It has been concerning to read various articles highlighting the devastating impact addiction to gambling on sport is having, particularly on young males. It has recently been World Suicide Prevention Day and I know the horrendous impact a gambling addiction can have on someone’s mental health, which can sadly lead to suicidal thoughts.
It can be difficult to avoid gambling due to the whole host of adverts out there on television and beyond. Incredibly, nine of the 20 football teams in the Premier League have a gambling company as a sponsor.
NHS England’s Simon Stevens has expressed his concerns regarding gambling and I would like to use my column to make you aware of the dangers of addiction and the various avenues of support available.
Sadly, being a compulsive gambler can harm your health, relationships and leave you in a serious amount of debt. Thankfully, there is evidence gambling can be treated in the same way as other addictions, with Cognitive Behavioural Therapy (CBT) usually having the best results.

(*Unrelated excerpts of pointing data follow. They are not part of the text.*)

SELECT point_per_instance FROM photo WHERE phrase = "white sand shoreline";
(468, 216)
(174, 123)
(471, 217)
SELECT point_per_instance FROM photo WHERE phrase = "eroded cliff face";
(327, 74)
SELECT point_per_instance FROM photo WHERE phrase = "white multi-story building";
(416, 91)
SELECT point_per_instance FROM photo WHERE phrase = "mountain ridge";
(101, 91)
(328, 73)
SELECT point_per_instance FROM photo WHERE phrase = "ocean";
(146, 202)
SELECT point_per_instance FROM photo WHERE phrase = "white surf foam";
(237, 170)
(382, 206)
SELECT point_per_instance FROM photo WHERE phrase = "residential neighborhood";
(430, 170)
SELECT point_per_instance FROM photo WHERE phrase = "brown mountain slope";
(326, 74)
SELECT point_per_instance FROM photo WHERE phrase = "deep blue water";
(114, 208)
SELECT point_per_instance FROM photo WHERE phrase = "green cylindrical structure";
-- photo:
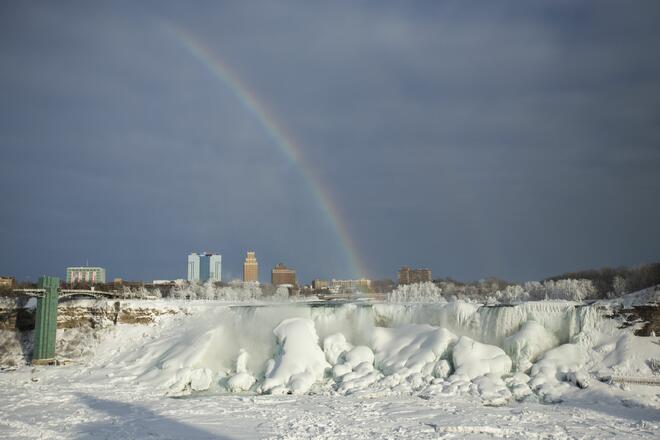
(46, 321)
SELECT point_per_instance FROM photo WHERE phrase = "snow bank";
(411, 349)
(299, 363)
(540, 350)
(525, 346)
(473, 359)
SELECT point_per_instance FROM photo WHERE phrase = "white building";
(85, 274)
(204, 267)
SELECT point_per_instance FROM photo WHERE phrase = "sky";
(517, 139)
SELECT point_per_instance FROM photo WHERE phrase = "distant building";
(320, 284)
(204, 267)
(6, 282)
(412, 276)
(283, 275)
(350, 285)
(250, 268)
(85, 275)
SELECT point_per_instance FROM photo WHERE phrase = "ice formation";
(538, 350)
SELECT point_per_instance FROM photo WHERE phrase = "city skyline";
(517, 141)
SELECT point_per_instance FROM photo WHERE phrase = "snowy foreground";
(550, 370)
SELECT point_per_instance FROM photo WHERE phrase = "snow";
(526, 345)
(452, 369)
(473, 359)
(299, 363)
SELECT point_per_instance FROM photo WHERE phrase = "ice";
(369, 365)
(525, 346)
(334, 345)
(300, 362)
(408, 349)
(473, 359)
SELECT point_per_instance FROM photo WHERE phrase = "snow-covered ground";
(548, 369)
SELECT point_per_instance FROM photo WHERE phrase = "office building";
(6, 282)
(283, 275)
(251, 268)
(85, 275)
(320, 284)
(204, 267)
(361, 285)
(412, 276)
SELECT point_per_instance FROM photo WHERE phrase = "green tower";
(46, 322)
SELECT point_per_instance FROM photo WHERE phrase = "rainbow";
(278, 135)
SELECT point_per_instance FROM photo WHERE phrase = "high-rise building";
(283, 275)
(85, 274)
(7, 281)
(412, 276)
(251, 268)
(318, 284)
(362, 285)
(204, 267)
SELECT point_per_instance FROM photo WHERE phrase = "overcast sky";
(514, 139)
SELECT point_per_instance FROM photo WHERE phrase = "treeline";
(617, 281)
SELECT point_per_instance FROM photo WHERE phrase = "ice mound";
(525, 346)
(242, 380)
(299, 362)
(411, 349)
(389, 349)
(473, 359)
(334, 346)
(356, 372)
(557, 367)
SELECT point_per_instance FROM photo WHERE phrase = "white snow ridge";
(441, 369)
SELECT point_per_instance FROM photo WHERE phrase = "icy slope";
(544, 350)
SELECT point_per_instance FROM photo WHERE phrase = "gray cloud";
(517, 139)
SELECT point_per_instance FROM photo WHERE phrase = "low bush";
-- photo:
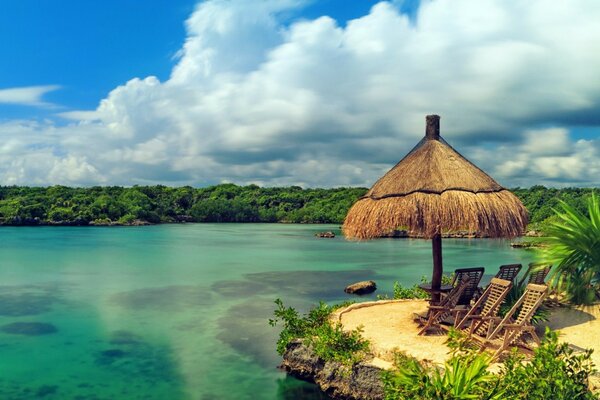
(329, 341)
(555, 372)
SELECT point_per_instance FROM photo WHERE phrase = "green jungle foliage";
(329, 341)
(63, 205)
(555, 372)
(574, 247)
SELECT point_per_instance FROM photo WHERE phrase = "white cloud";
(27, 96)
(315, 103)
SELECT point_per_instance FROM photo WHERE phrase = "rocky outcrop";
(361, 381)
(364, 287)
(327, 234)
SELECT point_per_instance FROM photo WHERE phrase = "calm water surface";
(181, 311)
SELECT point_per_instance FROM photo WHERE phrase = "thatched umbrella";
(435, 190)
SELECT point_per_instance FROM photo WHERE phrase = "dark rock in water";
(309, 284)
(361, 381)
(364, 287)
(327, 234)
(122, 337)
(29, 328)
(46, 390)
(113, 353)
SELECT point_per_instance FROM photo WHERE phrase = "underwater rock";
(327, 234)
(364, 287)
(29, 328)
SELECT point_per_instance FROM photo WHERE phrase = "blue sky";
(278, 92)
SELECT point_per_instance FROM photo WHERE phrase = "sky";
(316, 93)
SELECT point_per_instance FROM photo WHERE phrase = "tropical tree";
(575, 250)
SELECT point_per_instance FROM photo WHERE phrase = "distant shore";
(143, 205)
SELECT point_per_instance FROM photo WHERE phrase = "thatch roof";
(433, 190)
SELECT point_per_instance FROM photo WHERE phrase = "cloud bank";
(27, 96)
(255, 99)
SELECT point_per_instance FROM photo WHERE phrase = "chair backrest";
(487, 305)
(474, 274)
(509, 272)
(536, 273)
(527, 305)
(539, 273)
(451, 300)
(448, 303)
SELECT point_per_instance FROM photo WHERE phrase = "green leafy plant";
(464, 376)
(555, 372)
(329, 341)
(575, 250)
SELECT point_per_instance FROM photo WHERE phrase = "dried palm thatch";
(436, 190)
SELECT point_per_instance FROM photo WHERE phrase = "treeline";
(541, 202)
(62, 205)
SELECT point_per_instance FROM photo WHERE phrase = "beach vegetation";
(328, 339)
(555, 372)
(574, 249)
(228, 202)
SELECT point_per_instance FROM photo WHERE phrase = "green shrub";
(329, 341)
(464, 376)
(554, 372)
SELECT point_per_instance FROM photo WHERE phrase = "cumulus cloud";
(27, 96)
(254, 98)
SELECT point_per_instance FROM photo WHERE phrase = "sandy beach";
(389, 326)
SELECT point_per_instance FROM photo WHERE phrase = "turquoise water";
(181, 311)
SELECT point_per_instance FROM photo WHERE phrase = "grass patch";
(555, 372)
(329, 341)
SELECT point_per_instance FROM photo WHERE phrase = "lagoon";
(181, 311)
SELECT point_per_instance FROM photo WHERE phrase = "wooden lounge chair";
(474, 274)
(509, 272)
(536, 273)
(479, 320)
(444, 310)
(510, 330)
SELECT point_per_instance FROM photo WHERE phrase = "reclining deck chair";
(444, 310)
(509, 332)
(479, 320)
(474, 274)
(536, 273)
(509, 272)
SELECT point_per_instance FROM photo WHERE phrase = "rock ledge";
(361, 381)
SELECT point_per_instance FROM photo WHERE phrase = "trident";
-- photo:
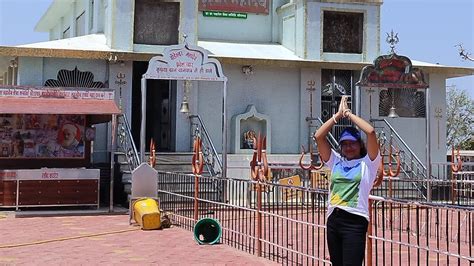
(259, 163)
(259, 172)
(152, 161)
(391, 172)
(197, 165)
(458, 166)
(455, 168)
(311, 166)
(198, 159)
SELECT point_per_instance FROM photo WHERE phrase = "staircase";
(168, 164)
(411, 183)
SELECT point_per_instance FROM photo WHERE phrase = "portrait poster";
(41, 136)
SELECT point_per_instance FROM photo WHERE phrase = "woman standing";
(353, 172)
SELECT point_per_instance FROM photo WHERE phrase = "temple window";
(343, 32)
(156, 22)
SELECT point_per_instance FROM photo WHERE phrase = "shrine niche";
(246, 127)
(392, 71)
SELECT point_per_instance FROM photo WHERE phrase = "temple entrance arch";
(186, 63)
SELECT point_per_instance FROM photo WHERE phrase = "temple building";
(287, 64)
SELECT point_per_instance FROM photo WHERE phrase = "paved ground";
(108, 240)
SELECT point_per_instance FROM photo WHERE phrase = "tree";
(459, 119)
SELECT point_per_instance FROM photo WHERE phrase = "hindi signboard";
(245, 6)
(184, 62)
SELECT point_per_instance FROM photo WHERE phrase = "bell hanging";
(184, 107)
(392, 113)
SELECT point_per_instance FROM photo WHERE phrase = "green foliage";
(459, 119)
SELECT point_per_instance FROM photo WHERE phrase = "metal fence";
(286, 224)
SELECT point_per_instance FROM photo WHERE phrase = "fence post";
(259, 218)
(196, 195)
(369, 233)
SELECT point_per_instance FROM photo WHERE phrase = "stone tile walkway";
(109, 240)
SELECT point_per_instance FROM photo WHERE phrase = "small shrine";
(246, 127)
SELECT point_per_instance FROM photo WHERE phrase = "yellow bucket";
(147, 214)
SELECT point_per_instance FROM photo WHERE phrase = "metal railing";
(211, 158)
(126, 144)
(411, 167)
(288, 226)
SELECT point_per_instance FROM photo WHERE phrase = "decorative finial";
(392, 40)
(464, 54)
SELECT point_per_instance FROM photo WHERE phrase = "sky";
(428, 30)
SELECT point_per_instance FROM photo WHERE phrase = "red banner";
(244, 6)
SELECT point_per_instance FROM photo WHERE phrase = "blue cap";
(350, 133)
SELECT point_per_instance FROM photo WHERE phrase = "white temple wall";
(274, 92)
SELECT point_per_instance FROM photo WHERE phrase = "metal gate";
(335, 84)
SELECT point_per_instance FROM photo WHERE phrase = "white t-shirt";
(351, 182)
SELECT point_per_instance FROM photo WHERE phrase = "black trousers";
(346, 235)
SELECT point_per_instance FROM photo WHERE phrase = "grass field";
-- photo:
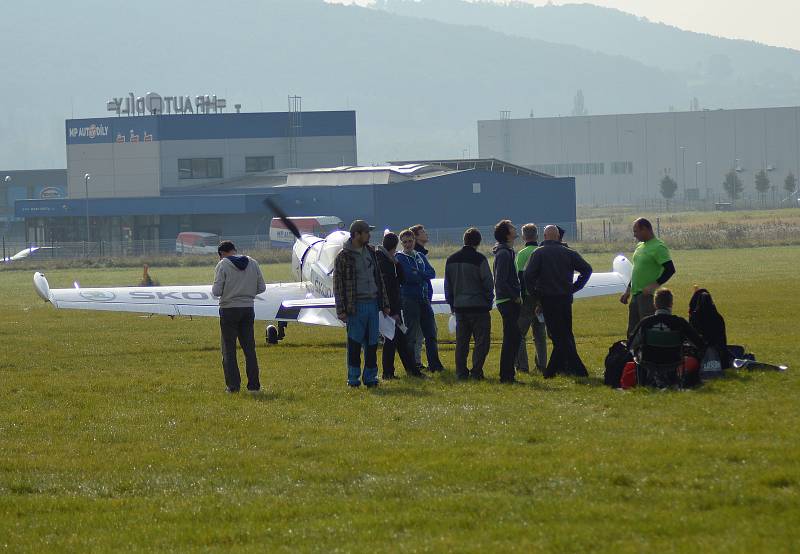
(115, 435)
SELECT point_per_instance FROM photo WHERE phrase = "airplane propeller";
(273, 206)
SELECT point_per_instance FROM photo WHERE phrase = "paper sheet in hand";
(386, 326)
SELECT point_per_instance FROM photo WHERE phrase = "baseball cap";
(360, 226)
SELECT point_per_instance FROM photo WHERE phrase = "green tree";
(732, 185)
(790, 184)
(762, 186)
(668, 187)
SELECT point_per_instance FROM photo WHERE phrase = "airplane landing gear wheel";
(272, 334)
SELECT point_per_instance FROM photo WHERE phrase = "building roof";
(485, 164)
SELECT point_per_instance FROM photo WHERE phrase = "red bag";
(628, 379)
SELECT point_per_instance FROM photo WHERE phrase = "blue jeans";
(418, 316)
(362, 331)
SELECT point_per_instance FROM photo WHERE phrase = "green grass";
(115, 435)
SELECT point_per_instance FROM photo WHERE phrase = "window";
(200, 168)
(259, 163)
(621, 168)
(572, 169)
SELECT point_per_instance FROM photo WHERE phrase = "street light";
(86, 187)
(6, 180)
(696, 169)
(683, 161)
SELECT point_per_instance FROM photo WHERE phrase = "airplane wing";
(178, 300)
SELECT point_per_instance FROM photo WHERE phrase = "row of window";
(572, 169)
(211, 168)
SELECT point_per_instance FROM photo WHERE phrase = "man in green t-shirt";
(531, 313)
(652, 267)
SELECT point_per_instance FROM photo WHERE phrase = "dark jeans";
(418, 314)
(354, 363)
(639, 307)
(558, 317)
(528, 320)
(237, 323)
(400, 344)
(511, 337)
(477, 325)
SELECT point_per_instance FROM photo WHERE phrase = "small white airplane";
(309, 300)
(22, 254)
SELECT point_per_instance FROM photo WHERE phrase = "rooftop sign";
(153, 103)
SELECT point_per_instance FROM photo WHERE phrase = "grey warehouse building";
(621, 159)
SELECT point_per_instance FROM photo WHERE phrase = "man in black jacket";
(392, 274)
(657, 342)
(469, 290)
(550, 273)
(507, 291)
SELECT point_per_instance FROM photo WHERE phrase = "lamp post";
(86, 188)
(683, 162)
(6, 180)
(696, 169)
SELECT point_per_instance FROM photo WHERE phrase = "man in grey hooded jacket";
(237, 281)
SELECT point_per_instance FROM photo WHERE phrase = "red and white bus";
(317, 225)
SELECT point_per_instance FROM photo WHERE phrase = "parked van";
(193, 242)
(318, 225)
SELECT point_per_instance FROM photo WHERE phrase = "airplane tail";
(42, 286)
(623, 266)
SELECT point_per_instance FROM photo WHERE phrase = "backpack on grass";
(618, 355)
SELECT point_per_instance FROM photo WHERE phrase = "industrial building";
(150, 177)
(444, 199)
(621, 159)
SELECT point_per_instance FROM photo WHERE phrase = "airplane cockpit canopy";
(331, 247)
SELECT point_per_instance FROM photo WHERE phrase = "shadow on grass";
(399, 391)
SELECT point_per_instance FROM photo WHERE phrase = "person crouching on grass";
(360, 294)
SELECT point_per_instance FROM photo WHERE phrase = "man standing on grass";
(531, 313)
(360, 294)
(469, 290)
(550, 275)
(420, 241)
(416, 298)
(652, 267)
(507, 291)
(237, 281)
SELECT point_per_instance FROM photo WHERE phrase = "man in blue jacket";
(507, 290)
(415, 293)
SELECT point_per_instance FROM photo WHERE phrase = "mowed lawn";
(115, 434)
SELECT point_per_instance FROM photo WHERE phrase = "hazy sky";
(775, 22)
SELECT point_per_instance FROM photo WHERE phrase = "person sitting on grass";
(657, 342)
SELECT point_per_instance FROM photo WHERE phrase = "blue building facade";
(448, 202)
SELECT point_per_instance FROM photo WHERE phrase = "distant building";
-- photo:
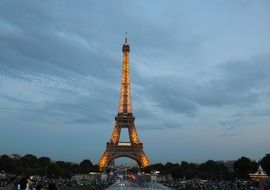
(228, 164)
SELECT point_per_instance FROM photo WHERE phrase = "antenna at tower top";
(126, 37)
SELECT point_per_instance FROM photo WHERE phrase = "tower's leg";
(143, 159)
(104, 160)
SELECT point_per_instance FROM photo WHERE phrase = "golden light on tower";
(124, 119)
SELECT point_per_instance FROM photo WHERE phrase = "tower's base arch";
(113, 152)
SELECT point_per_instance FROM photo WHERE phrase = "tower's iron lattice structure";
(124, 119)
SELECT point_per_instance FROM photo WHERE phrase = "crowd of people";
(11, 182)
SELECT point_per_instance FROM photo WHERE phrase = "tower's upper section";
(125, 47)
(125, 97)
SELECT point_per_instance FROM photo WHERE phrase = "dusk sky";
(200, 79)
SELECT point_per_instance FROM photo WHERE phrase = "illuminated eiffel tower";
(124, 119)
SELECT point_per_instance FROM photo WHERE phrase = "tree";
(244, 166)
(43, 161)
(29, 161)
(86, 164)
(265, 163)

CBT is based on the concept your thoughts, feelings and actions are interconnected, and that negative thoughts and feelings can trap you in a vicious cycle. If you’re interested in receiving CBT, I would recommend contacting GamCare on 0808 8020 133, who offer free information, support and therapy.
There are also a number of self-help tips I can share with you. Firstly, it is important to never view gambling as a way to make money, only as a bit of light-hearted fun. If you’re struggling to contain how much money you’re betting, perhaps it would be a good idea to leave your credit card behind and only carry a set amount of cash you’re willing to part with.
If you’re worried about your gambling, it is vital you don’t bottle your feelings up. Talk to someone you trust, which could be a family member, friend, or even your GP. Spending more time with family and friends who aren’t interested in betting can be very refreshing and help you get out of the habit.
If you’re feeling suicidal, you don’t need to struggle alone and there are a number of helplines you can ring. You can call Samaritans for free on 116 123 at any time from any place.
Remember, mental health support is available right now if you need it. You don’t have to suffer by yourself!